Eurovision Song Contest: zwischen Tradition und Moderne
Der Eurovision Song Contest (ESC) begeistert Millionen, doch die Organisation des Events birgt komplexe Herausforderungen. Bakel Walden, Chairman der Reference Group, spricht über steigende Kosten, zunehmende Politisierung und technologische Innovationen.

Bakel Walden
Chairman der Reference Group des Eurovision Song Contest (Bild: SRG)
Bakel, der ESC ist ein weltweit gefeierter Event. Doch es gibt auch viel Kritik. Wie begegnet die Reference Group diesen Herausforderungen?
Der ESC ist als Event tatsächlich so erfolgreich wie noch nie zuvor, mit grosser Reichweite sowohl im klassischen Fernsehen als auch auf Onlineplattformen wie Youtube und Tiktok. Mit diesem Erfolg wachsen jedoch auch die Herausforderungen. Ein zentrales Thema sind die steigenden Produktionskosten, die für viele Gewinnerländer eine grosse Hürde darstellen.
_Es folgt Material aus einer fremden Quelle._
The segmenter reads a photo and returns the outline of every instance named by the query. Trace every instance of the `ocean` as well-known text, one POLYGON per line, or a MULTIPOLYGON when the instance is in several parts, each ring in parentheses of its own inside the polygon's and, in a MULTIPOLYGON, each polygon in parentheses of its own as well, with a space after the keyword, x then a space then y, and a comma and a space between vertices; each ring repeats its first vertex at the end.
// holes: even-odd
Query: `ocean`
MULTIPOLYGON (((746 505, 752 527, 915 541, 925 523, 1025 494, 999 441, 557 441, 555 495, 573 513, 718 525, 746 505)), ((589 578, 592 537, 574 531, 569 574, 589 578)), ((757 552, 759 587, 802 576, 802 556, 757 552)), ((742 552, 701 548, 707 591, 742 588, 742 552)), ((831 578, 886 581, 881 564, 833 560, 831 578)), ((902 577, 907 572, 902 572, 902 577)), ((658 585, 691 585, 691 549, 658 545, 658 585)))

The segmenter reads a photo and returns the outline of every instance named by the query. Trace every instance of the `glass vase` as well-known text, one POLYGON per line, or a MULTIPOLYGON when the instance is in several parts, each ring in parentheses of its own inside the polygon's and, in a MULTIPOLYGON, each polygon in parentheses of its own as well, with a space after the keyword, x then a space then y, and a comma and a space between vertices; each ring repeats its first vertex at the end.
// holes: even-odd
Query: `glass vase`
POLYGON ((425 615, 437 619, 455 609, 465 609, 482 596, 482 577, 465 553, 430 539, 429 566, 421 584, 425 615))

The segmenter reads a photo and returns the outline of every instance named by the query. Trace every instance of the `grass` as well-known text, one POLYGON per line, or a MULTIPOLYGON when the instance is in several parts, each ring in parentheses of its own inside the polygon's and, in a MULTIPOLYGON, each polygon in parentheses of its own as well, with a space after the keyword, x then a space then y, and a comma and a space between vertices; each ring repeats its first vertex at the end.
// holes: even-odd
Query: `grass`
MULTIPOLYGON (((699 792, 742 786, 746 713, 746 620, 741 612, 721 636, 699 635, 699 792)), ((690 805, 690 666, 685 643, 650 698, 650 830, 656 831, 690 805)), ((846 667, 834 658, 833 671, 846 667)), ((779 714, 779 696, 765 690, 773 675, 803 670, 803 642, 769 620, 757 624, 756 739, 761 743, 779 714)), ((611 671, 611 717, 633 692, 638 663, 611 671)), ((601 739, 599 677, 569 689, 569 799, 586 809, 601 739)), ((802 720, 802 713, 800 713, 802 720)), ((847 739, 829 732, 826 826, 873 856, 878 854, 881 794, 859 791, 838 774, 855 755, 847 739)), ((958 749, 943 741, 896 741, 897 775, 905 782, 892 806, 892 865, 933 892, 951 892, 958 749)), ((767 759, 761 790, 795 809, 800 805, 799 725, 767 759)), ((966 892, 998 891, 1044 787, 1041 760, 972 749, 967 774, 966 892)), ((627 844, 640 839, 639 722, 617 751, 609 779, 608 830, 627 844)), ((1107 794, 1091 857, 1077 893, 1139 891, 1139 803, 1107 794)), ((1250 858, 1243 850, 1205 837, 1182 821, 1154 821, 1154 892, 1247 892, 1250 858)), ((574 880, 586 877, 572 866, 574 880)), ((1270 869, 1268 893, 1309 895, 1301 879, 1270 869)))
Die Reference Group hat erkannt, dass hier strukturelle Lösungen notwendig sind.
Was bedeutet das konkret?
Je mehr Wissen und standardisierte Dienstleistungen von Jahr zu Jahr weitergegeben werden, desto effektiver lassen sich die Kosten begrenzen. Es geht darum, nicht jedes Mal das Rad neu erfinden zu müssen. Gleichzeitig soll jedes Land seine eigene Kreativität und seine Ressourcen einbringen können – genau das verleiht dieser kulturell vielfältigen Show ihren besonderen Charme. Die Kunst besteht darin, den Ansatz der «gemeinsamen Produktion» so zu gestalten, dass Kosten reduziert werden, ohne dabei die Qualität oder die Einzigartigkeit des ESC zu verlieren.
Wie geht ihr mit der zunehmenden Politisierung des ESC um?
Das ist sicherlich eine der grössten Herausforderungen. Der ESC ist per Definition ein unpolitisches Ereignis, das Menschen durch Musik verbindet. Doch in unserer zunehmend polarisierten Welt wächst der Druck, den ESC als Plattform für politische Botschaften zu nutzen. Hier ist es unsere Aufgabe, gemeinsam mit der EBU klare Spielregeln aufzustellen und diese auch konsequent durchzusetzen, damit die Neutralität des Wettbewerbs gewahrt ist. Künstler:innen sollen sich frei entfalten können, und das Publikum aller Altersgruppen und Kulturen soll einen Ort der Kreativität und des gemeinsamen Feierns erleben.
Die Reference Group hat eine zentrale Rolle in der Entwicklung des ESC. Wie stellt ihr sicher, dass der Wettbewerb modern bleibt, ohne dabei seine Traditionen zu verlieren?
Der ESC hat sich in den letzten knapp 70 Jahren kontinuierlich weiterentwickelt. Unser Gremium trägt dazu bei, Veränderungen sorgfältig zu steuern und gleichzeitig Raum für Experimente zu schaffen. Ein gutes Beispiel dafür ist unser enger Austausch mit den letzten Austragungsländern. Die Expertise dieser Länder gibt wichtige Impulse für die Zukunft. Zusätzlich arbeiten wir eng mit dem Kernteam der EBU zusammen, das sicherstellt, dass Wissen systematisch weitergegeben wird. Ein aktuelles Strategieprojekt der EBU untersucht, wie die Marke «Eurovision Song Contest» noch sichtbarer und besser genutzt werden kann. Die Reference Group sorgt dafür, dass solche Ideen geprüft und – wo sinnvoll – umgesetzt werden.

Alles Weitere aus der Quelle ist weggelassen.